Türkiye’de casus iddiasıyla tutuklanan ve 21 ay tutuklu yargılanan ABD’li Rahip Andrew Brunson, Tanrının Tutsağı isimli bir kitap yazarak cezaevindeki yaşadıklarını anlattı. Brunson, kitabının kapağında “Gerçek bir zulüm, hapsedilme ve azim hikayesi” ifadelerini kullandı.

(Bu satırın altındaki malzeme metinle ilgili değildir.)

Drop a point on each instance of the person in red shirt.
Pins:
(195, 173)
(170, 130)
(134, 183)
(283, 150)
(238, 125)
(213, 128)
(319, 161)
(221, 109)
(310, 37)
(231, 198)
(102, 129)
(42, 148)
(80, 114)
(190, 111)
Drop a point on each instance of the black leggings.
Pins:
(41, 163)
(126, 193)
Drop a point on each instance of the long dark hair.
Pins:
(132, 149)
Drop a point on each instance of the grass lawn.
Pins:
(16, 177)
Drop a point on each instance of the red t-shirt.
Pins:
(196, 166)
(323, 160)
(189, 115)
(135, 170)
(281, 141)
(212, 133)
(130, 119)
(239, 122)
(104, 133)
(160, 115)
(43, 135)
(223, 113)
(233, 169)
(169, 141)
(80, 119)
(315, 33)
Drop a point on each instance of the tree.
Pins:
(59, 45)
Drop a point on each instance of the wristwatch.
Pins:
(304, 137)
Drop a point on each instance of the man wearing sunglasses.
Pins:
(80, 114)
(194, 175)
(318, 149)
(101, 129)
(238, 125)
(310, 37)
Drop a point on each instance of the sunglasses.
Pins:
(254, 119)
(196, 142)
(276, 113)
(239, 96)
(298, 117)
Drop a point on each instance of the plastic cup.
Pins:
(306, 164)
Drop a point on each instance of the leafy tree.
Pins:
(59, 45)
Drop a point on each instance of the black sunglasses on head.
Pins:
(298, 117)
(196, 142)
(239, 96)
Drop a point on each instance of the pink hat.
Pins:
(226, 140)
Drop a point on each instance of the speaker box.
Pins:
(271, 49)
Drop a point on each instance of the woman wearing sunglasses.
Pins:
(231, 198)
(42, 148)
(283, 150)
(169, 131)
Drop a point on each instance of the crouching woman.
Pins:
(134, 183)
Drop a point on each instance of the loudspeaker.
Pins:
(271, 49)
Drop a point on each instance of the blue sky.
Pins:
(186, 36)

Rahip Andrew Brunson, 23 yıl yaşadığı Türkiye’de 9 Aralık 2016’da “casus” olduğu iddiasıyla tutuklandı. Hakkında 35 yıl hapis cezası istendi, ‘örgüte yardım’ suçundan 3 yıl bir ay ceza verildi. 21 ay tutuklu kaldıktan sonra tahliye edildi. Eski Amerika Başkanı Trump’ın yardımıyla 13 Ekim 2018’de ABD’de döndü.
“İLK AMAÇ KORKUTMAKTI”
Brunson’un hangi “örgüte” yardım ettiği, neden tutuklandığı, neden kendisinin hedef seçildiği hiç bir zaman net anlaşılamadı.
Brunson, ülkesine döndükten sonra ‘Tanrının Tutsağı’ adlı bir kitap yazarak, başından geçenleri anlattı.
Halk TV’ye bir röportaj veren Brunson, kendisinin misyonerleri korkutmak ve kovmak için bir “örnek” olarak seçildiğini ve bunda da başarılı olunduğunu söyledi; “Birini örnek yapmak istediler. Beni seçtiler. Benim gibi misyonerler ve dinini paylaşmak isteyen yabancılar kendiliğinden gitsin diye. Ve giden oldu. Bazı kardeşler korktu ve gitti. Bir de Türk kardeşlerimiz… “Amerikalıya bunu yapabilirsek, size her şeyi yaparız” mesajı vermek istediler. Başta uzun vadeli tutmayı düşünmüyorlardı. Gittikçe başka şeyler eklendi. “Bakalım, kullanabilir miyiz?” diye.”
“AMERİKA’NIN VEREMEYECEĞİ ŞEYLER İSTEDİLER”
Brunson, kendisine karşılık Erdoğan rejiminin uzun bir talep listesi sunduğunu belirtiyor. “Birkaç defa anlaşmış hükümetler. Sonra Türkiye çekiliyor. “Hayır, daha fazla istiyoruz.” (diye) Amerika’nın veremeyeceği bir şey istediler.”
HALK BANKASI DAVASI
Brunson, Türkiye’nin istek listesinin sadece Fethullah Gülen’le sınırlı kalmadığını, başta Halk Bank davası, Suriye gibi başka konularda da pazarlık yapıldığını, Trump’ın bu pazarlıkta “Verebileceğim bir şey isteyin” diye karşılık verdiğini söyledi.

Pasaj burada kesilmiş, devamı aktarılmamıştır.